An iceberg is a large piece of freshwater ice that has broken away, or “calved,” from a glacier or an ice shelf and is floating freely in open water. These massive structures are composed of compressed snow that can be thousands of years old. Icebergs vary dramatically in size and shape, from small chunks known as “growlers” to enormous, flat-topped tabular icebergs. The hidden nature of the iceberg has long posed a significant hazard to maritime travel, centering curiosity on the vast, unseen portion that lies below the ocean’s surface.
The 90/10 Ratio
The widely accepted general rule is that approximately 90% of an iceberg’s total volume is submerged beneath the water line. This leaves only about 10% visible above the surface. This phenomenon is the origin of the popular phrase “the tip of the iceberg,” referring to a small, obvious part of a much larger, concealed issue.
The hidden mass makes icebergs dangerous because their underwater contours are nearly impossible to judge from the surface. An iceberg that appears small on the horizon is actually concealing a massive structure that can extend hundreds of feet below the waves. This consistent ratio holds true regardless of the iceberg’s overall size.

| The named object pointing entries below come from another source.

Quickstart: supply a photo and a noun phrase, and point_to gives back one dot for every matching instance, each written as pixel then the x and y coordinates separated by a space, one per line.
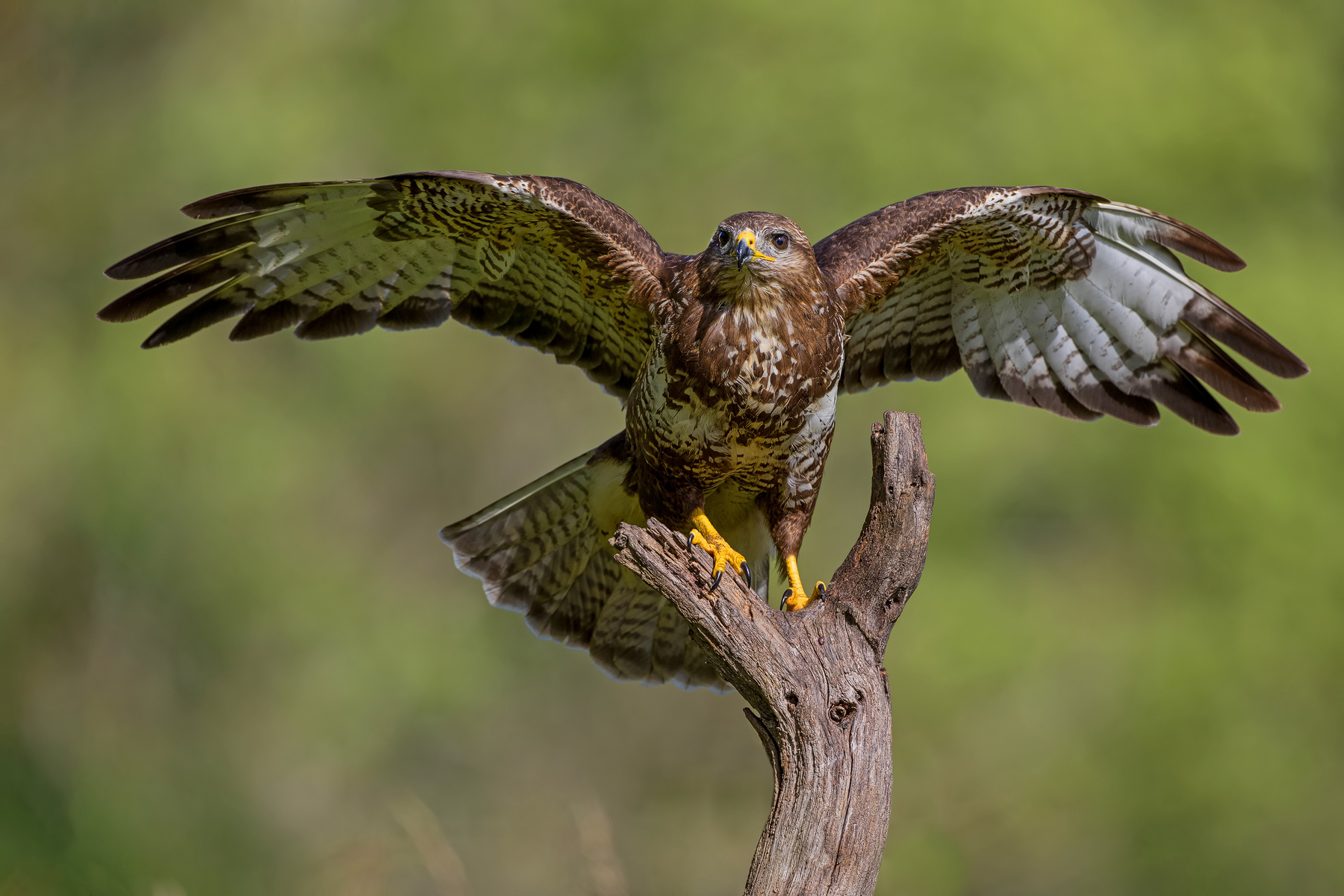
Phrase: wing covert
pixel 542 261
pixel 1048 297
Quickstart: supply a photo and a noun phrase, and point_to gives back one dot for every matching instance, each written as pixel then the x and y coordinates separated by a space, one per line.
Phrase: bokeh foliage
pixel 230 641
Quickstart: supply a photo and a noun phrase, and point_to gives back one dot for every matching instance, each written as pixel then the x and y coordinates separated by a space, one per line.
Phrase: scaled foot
pixel 794 598
pixel 718 547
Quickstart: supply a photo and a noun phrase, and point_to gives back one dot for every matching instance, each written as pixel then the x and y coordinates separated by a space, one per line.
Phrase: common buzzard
pixel 727 361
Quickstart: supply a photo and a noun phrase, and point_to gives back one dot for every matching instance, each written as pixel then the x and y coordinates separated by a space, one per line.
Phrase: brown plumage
pixel 729 361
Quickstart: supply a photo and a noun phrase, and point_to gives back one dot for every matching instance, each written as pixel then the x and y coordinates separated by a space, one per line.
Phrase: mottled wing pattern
pixel 544 553
pixel 542 261
pixel 1048 297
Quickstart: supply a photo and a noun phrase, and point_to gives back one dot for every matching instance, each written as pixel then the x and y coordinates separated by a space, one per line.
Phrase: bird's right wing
pixel 542 261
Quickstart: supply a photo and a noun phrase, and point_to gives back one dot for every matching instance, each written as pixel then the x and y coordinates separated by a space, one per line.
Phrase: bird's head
pixel 754 255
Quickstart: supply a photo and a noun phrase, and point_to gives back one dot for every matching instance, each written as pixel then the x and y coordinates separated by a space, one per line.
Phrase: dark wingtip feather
pixel 183 249
pixel 1189 399
pixel 1180 237
pixel 1219 320
pixel 1216 367
pixel 202 314
pixel 172 287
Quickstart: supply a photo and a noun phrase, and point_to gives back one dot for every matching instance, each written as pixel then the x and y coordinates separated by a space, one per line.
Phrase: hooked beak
pixel 747 250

Principles of Buoyancy and Density
The reason for this extreme ratio lies in the physical principles of buoyancy and density. Icebergs float because freshwater ice is less dense than the surrounding seawater. Water expands when it freezes, creating an open crystalline structure that spaces the water molecules farther apart than they are in liquid form. This structure traps pockets of air, resulting in ice that has a lower density, typically around 917 kilograms per cubic meter, compared to seawater’s density of about 1,025 kilograms per cubic meter.

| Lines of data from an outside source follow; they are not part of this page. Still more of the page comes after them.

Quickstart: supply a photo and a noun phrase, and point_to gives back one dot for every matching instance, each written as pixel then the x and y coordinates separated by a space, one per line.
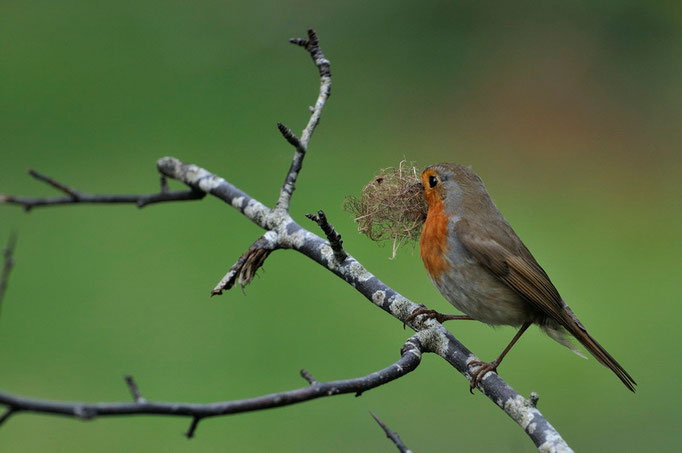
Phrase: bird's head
pixel 452 186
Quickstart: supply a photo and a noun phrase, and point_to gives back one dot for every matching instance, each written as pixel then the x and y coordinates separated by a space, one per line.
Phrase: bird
pixel 481 266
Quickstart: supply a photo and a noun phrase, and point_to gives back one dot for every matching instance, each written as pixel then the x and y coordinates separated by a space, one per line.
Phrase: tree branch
pixel 74 196
pixel 283 231
pixel 408 362
pixel 395 438
pixel 248 264
pixel 7 265
pixel 312 45
pixel 333 237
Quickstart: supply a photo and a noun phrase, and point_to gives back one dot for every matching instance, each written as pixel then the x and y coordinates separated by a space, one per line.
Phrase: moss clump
pixel 392 206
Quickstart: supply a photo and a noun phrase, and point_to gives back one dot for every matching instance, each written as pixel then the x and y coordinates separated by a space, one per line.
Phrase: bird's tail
pixel 573 325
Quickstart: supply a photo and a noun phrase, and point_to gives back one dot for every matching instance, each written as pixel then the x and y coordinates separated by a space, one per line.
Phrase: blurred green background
pixel 570 113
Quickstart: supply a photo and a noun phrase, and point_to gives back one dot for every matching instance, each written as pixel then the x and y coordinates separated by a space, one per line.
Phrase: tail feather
pixel 573 325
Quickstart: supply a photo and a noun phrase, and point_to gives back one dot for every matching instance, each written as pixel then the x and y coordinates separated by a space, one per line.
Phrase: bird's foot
pixel 478 375
pixel 433 314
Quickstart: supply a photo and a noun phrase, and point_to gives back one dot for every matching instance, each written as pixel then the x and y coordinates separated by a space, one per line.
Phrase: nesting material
pixel 392 206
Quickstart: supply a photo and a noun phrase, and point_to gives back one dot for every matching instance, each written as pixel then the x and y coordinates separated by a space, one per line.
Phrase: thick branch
pixel 289 234
pixel 248 264
pixel 74 196
pixel 292 235
pixel 409 360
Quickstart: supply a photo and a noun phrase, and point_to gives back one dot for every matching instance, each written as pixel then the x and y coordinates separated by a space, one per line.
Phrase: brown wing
pixel 521 273
pixel 515 266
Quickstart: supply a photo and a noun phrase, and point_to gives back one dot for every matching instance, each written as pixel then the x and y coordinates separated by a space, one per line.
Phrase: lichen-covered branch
pixel 408 362
pixel 333 237
pixel 245 268
pixel 284 233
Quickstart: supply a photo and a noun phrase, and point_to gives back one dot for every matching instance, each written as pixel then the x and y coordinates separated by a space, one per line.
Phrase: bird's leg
pixel 433 314
pixel 484 367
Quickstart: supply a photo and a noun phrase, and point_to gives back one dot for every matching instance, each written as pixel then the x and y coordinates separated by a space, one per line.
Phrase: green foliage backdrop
pixel 570 113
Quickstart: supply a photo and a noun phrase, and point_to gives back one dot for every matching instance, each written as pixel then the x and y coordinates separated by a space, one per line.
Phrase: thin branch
pixel 54 183
pixel 134 389
pixel 74 196
pixel 408 362
pixel 7 414
pixel 7 265
pixel 192 427
pixel 395 438
pixel 312 45
pixel 434 337
pixel 333 237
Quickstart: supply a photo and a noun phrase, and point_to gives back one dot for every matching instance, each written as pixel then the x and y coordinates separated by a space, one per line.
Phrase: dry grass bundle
pixel 391 207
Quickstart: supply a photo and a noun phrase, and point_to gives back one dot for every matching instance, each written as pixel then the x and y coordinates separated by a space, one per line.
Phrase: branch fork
pixel 282 232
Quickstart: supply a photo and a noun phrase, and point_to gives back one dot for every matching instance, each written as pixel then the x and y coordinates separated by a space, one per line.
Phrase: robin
pixel 480 266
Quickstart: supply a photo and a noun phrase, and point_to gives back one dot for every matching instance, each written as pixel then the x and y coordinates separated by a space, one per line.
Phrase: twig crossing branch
pixel 282 232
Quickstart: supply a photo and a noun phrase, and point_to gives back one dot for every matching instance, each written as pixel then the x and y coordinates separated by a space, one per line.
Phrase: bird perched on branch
pixel 480 266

A floating object is governed by Archimedes’ Principle, which states that the upward buoyant force acting on it is equal to the weight of the fluid that the object displaces. For an iceberg to remain stable, the weight of the water it pushes aside must exactly balance the iceberg’s own weight. Since the iceberg is less dense than the seawater, a large volume of ice is needed to displace the necessary weight of water.
The submerged volume is calculated as a direct ratio of the two densities. Because the density of ice is approximately 90% of the density of seawater, 90% of the iceberg’s total volume must be submerged to achieve the required balance. The remaining 10% of the volume projects above the water line.

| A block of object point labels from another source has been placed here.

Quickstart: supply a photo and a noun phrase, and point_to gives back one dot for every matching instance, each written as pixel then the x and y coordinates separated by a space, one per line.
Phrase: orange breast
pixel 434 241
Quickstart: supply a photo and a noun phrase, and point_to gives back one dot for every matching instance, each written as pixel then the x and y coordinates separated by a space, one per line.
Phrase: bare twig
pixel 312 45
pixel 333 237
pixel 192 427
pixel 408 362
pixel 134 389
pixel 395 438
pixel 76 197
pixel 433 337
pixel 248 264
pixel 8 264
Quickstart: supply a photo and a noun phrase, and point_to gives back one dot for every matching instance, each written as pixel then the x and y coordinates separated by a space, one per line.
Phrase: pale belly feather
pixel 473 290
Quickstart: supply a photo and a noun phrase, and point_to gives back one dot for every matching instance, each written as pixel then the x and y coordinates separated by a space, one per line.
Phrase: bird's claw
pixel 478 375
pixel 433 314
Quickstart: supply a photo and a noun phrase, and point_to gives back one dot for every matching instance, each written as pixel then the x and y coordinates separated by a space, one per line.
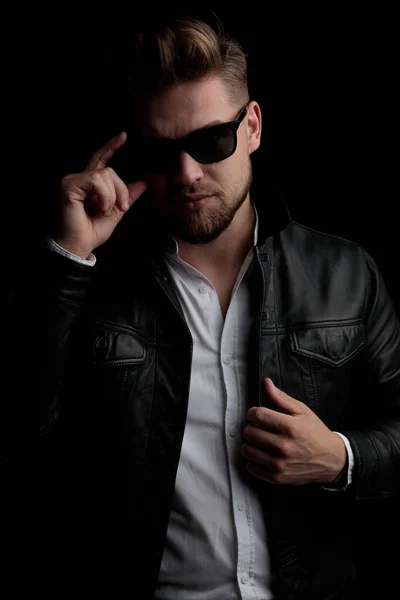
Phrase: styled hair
pixel 187 49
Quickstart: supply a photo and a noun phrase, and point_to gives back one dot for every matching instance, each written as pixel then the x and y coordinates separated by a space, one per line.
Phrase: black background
pixel 326 81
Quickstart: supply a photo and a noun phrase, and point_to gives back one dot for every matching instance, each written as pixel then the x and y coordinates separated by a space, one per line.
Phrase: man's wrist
pixel 83 254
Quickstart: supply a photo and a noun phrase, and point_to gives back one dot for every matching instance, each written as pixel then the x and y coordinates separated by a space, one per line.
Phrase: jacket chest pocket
pixel 120 388
pixel 325 358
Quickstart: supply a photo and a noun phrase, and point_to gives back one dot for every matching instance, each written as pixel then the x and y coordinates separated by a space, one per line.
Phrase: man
pixel 223 387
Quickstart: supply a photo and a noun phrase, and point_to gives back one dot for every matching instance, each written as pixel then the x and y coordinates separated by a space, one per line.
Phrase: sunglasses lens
pixel 213 145
pixel 157 155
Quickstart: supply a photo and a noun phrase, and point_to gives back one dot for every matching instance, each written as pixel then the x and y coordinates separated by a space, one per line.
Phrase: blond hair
pixel 188 49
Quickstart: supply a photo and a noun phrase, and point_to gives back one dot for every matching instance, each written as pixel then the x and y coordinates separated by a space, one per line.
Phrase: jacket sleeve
pixel 47 299
pixel 375 439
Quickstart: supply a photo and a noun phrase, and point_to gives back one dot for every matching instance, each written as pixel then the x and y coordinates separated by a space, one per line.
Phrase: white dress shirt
pixel 216 545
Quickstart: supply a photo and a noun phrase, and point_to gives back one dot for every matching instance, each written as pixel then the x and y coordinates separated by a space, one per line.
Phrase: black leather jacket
pixel 116 364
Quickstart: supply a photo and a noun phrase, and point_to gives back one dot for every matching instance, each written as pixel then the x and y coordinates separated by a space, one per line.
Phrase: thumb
pixel 136 189
pixel 282 400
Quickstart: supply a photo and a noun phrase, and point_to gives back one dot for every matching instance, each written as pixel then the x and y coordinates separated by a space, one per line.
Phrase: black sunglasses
pixel 208 145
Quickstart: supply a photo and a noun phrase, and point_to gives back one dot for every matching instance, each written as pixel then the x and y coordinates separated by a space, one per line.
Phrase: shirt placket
pixel 234 416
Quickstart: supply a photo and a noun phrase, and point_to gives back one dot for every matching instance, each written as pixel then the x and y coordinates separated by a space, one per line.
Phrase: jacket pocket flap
pixel 333 345
pixel 113 347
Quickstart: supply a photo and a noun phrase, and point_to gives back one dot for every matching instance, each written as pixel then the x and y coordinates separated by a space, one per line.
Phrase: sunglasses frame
pixel 183 144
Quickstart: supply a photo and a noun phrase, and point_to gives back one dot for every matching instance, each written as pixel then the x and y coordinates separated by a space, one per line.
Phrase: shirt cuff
pixel 350 467
pixel 52 245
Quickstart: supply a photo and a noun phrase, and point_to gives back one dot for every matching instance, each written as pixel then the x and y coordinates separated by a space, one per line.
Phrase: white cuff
pixel 52 245
pixel 350 465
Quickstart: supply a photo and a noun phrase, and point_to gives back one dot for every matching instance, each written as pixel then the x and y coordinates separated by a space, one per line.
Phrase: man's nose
pixel 187 169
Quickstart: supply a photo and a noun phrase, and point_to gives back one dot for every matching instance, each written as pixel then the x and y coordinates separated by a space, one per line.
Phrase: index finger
pixel 101 157
pixel 269 419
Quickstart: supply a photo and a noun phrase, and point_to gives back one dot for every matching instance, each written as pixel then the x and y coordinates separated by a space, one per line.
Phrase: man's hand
pixel 293 447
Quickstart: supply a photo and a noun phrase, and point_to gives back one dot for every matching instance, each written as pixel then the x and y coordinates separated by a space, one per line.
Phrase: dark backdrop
pixel 326 83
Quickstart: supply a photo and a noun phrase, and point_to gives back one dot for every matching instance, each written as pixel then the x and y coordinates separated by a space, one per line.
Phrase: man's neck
pixel 228 251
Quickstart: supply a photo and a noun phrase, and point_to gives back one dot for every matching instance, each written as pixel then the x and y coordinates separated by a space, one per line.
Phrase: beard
pixel 205 225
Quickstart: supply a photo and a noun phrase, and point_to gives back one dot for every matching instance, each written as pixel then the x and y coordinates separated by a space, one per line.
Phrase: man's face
pixel 174 114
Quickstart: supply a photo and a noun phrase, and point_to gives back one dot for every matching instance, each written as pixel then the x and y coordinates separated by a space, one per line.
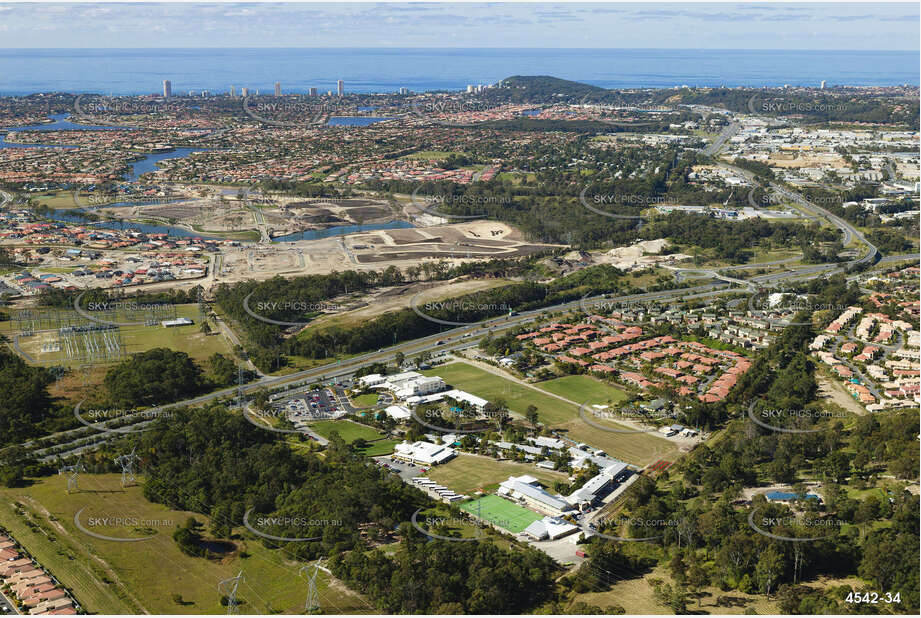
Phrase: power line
pixel 231 585
pixel 73 473
pixel 313 598
pixel 127 463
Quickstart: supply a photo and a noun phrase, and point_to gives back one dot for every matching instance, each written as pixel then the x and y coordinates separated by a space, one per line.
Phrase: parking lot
pixel 314 405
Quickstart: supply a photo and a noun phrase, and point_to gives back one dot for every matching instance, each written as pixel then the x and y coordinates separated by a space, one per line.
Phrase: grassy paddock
pixel 110 577
pixel 581 388
pixel 348 430
pixel 635 448
pixel 501 512
pixel 468 473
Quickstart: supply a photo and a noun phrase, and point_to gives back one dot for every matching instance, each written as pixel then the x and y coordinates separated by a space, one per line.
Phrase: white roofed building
pixel 520 489
pixel 424 453
pixel 549 528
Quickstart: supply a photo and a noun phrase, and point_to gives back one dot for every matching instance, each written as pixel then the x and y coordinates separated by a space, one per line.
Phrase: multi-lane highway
pixel 467 335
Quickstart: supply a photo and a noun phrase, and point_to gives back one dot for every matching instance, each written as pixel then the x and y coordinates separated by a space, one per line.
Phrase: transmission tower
pixel 202 307
pixel 313 597
pixel 72 473
pixel 241 401
pixel 127 463
pixel 231 585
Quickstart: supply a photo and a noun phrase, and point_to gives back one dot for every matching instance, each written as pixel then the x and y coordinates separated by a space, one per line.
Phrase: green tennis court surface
pixel 501 512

Variables That Change the Calculation
While the 90/10 ratio is a reliable average, the precise fraction of an iceberg above water is not a fixed constant. The density of the surrounding water is the primary variable that shifts the calculation. Icebergs float higher in water with greater salinity because dissolved salts increase the water’s density, boosting the buoyant force.
Conversely, an iceberg floating in less salty water, such as near a river mouth or a melting ice sheet, will sit lower. Water temperature also contributes to buoyancy, as colder water is generally denser than warmer water, slightly affecting the lift provided.
The internal structure of the iceberg introduces another variable, as the density of the ice is not uniform. Newer ice, which is more porous and contains trapped air bubbles, is less dense and floats slightly higher. In contrast, older, highly compressed glacial ice (sometimes called blue ice) is denser because pressure has squeezed out most of the air, causing it to sit lower.